It was one of the darkest moments in the history of immigration in the world. In 1914, a wealthy Punjabi contractor named Gurdit Singh chartered a Japanese steamship, the Komagata Maru, to transport 376 passengers, mostly of Punjabi origin, who wanted to emigrate to Canada.
The others on board were Muslim and Hindu passengers – all looking for a new start in a new country.
The group travelled to Hong Kong where they embarked on a long and arduous seafaring journey, only to discover that there were risks on land, too.
The Komagata Maru’s passage, in many ways, was a direct challenge to Canada’s immigration rules, which had become increasingly strict – and anti-Asian in sentiment – at the turn of the last century.
The ship arrived in Vancouver on May 23, 1914 – and the then conservative Canadian Government refused to let its passengers disembark.
After over two months of being stuck in Vancouver’s Coal Harbour, the ship was forced to sail to Budge Budge in West Bengal, India.
As history remembers, upon arrival in India, the passengers refused to board a train back to Punjab. This stand-off led to a series of protests. The British Indian police and troops then opened fire, and 19 passengers were killed.
This massacre was a major catalyst for the Ghadar Movement, where many diasporic Indians, enraged by the incident, returned home to help expel the British from their homeland.
The Komagata Maru incident certainly changed the course of history. However, not everyone remembers it today, which is something that local author and historian Dr Ranjit Singh Malhi wants to change. His latest book, The Komagata Maru Affair, lays out the story behind this gruesome tragedy.
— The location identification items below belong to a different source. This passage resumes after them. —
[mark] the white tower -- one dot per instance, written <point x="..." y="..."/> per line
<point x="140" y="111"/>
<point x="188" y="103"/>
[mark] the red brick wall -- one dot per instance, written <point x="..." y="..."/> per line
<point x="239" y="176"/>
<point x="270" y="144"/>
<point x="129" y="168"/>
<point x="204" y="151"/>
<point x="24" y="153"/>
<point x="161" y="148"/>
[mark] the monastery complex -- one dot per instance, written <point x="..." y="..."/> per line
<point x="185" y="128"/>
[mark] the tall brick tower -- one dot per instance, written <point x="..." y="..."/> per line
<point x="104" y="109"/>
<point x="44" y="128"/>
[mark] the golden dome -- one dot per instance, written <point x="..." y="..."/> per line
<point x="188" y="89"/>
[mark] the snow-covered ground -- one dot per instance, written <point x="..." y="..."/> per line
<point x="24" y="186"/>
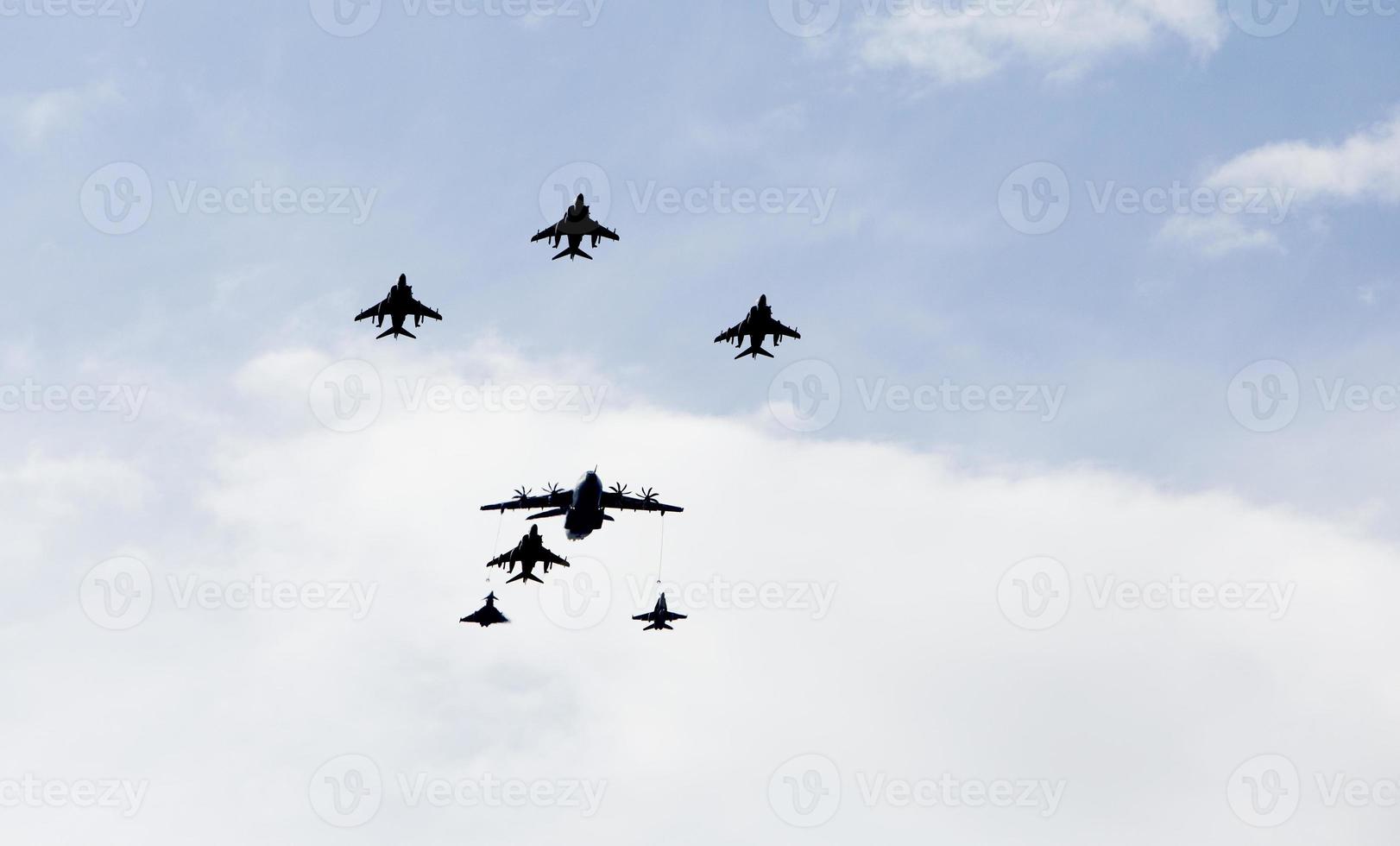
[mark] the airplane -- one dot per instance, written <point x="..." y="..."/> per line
<point x="488" y="616"/>
<point x="527" y="553"/>
<point x="398" y="306"/>
<point x="756" y="326"/>
<point x="574" y="226"/>
<point x="584" y="508"/>
<point x="659" y="616"/>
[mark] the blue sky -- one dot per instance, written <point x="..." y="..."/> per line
<point x="1208" y="395"/>
<point x="455" y="122"/>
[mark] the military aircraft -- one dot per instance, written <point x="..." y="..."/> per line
<point x="584" y="508"/>
<point x="488" y="616"/>
<point x="659" y="616"/>
<point x="527" y="553"/>
<point x="574" y="226"/>
<point x="756" y="326"/>
<point x="398" y="306"/>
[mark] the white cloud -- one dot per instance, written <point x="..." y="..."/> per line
<point x="914" y="671"/>
<point x="1060" y="40"/>
<point x="36" y="118"/>
<point x="1363" y="168"/>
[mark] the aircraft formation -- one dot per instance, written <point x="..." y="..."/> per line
<point x="585" y="506"/>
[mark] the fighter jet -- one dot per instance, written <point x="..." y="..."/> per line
<point x="584" y="508"/>
<point x="527" y="553"/>
<point x="659" y="616"/>
<point x="398" y="306"/>
<point x="576" y="226"/>
<point x="756" y="326"/>
<point x="488" y="616"/>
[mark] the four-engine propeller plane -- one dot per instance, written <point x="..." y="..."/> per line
<point x="756" y="326"/>
<point x="527" y="553"/>
<point x="585" y="508"/>
<point x="576" y="226"/>
<point x="398" y="306"/>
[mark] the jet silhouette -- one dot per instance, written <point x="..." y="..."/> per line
<point x="659" y="616"/>
<point x="527" y="553"/>
<point x="583" y="508"/>
<point x="398" y="306"/>
<point x="488" y="616"/>
<point x="756" y="326"/>
<point x="574" y="226"/>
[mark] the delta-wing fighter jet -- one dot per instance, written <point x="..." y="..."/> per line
<point x="528" y="553"/>
<point x="756" y="326"/>
<point x="659" y="616"/>
<point x="488" y="616"/>
<point x="576" y="226"/>
<point x="400" y="306"/>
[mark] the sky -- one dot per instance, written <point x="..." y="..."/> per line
<point x="1069" y="520"/>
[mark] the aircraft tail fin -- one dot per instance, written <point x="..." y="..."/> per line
<point x="754" y="350"/>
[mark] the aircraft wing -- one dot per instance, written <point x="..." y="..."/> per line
<point x="529" y="503"/>
<point x="636" y="503"/>
<point x="425" y="312"/>
<point x="731" y="333"/>
<point x="776" y="328"/>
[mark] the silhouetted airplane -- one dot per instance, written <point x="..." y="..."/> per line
<point x="756" y="326"/>
<point x="583" y="508"/>
<point x="659" y="616"/>
<point x="574" y="226"/>
<point x="488" y="616"/>
<point x="527" y="553"/>
<point x="398" y="306"/>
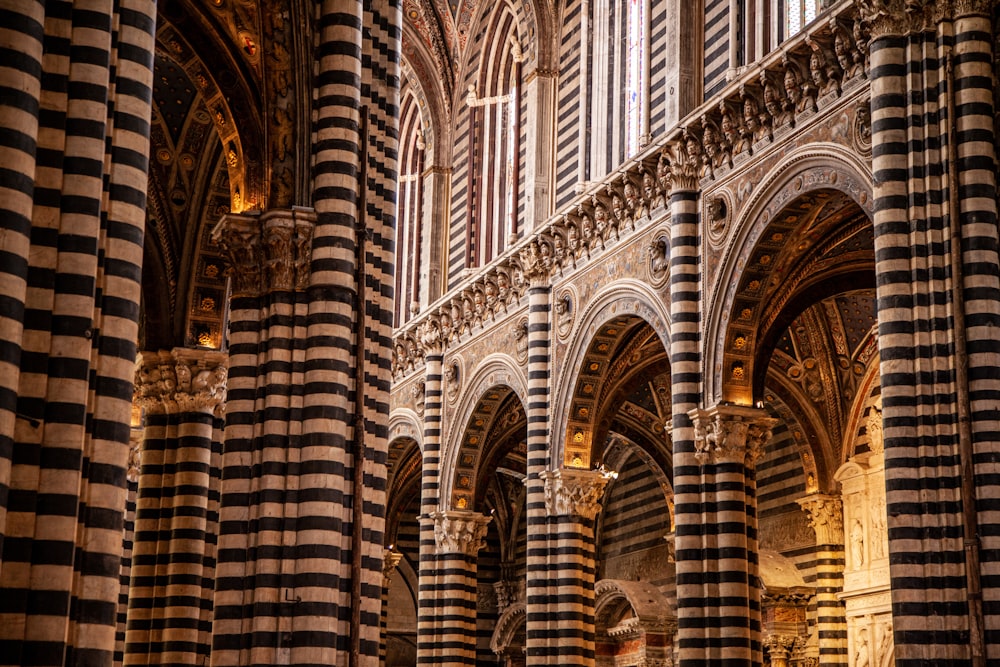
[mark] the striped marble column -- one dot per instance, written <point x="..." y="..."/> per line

“The Komagata Maru incident proved beyond doubt that Indians were treated as stepchildren of the British Empire in the white dominions. They did not have equal status with white citizens,” says Ranjit, 64, during an interview in Kuala Lumpur.
“The important lesson we can learn from the incident is that we should always uphold racial equality, fair play and justice. None of us should be discriminated against because of the colour of our skin, race or religious belief,” he says.
Ranjit’s book, divided into nine chapters, examines the experiences of the Komagata Maru passengers in the wider context of British imperialism, the global white supremacy agenda, diasporic revolutionary movements, and India’s independence struggles.
The Komagata Maru Affair, published by Ranjit’s company, TQM Consultants Sdn Bhd, also contains the author’s own interpretation and analysis of the incident, as well as comparisons with present day immigration issues. He examines, for example, how Canada’s immigration policy has discarded its past discriminatory practices towards Indian immigrants and adopted progressive policies over time.
Ranjit, a prolific author, has written more than 20 books on history, business management and personal development. He has a degree in History from Universiti Malaya and a PhD in the subject from KL’s AEU (Asia e University).
He first heard about the Komagata Maru incident and the plight of South Asian immigrants in 1976 while doing research in Universiti Malaya under historian Tan Sri Khoo Kay Kim. The mid-1970s was also when he interviewed some elderly Sikhs – some of whom had personally known Gurdit – who informed him about the incident. Ranjit then wrote a short paper on it. In 2015, he devoted an entire chapter in his PhD thesis to it.
Ranjit points to how the Komagata Maru incident came back into the spotlight in 2016 when current Canadian Prime Minister Justin Trudeau issued a formal apology for the massacre. Ranjit also learnt that the Indian Government is planning to build a memorial for the victims in Budge Budge, and there are plans for a Bollywood movie based on the story. These were signs, the author says, that a book needed to be released.
Ranjit spent nine months on the book, working daily on it. He travelled to the national archives in India and Singapore for research, and managed to gain access to Canadian newspapers (of the period) through archivist Melanie Hardbattle from Simon Fraser University in Canada.
He managed to pick out about 20 factual errors commonly found in current narratives on the Komagata Maru incident and the Ghadar movement.
“For instance, Gurdit Singh, who chartered the ship, was a long-time resident of Serendah (Selangor) during the British Malaya days and not of Singapore or Hong Kong, as incorrectly stated or implied by several leading historians,” says Ranjit.
“Gurdit is an admirable figure whose deeds should be commemorated.”
The Komagata Maru Affair was launched at the Royal Selangor Club in KL in 2018 by High Commissioner of India to Malaysia Shri Mridul Kumar, with Sikh organisation Khalsa Diwan Malaysia president Santokh Singh Randhawa and Khoo in attendance.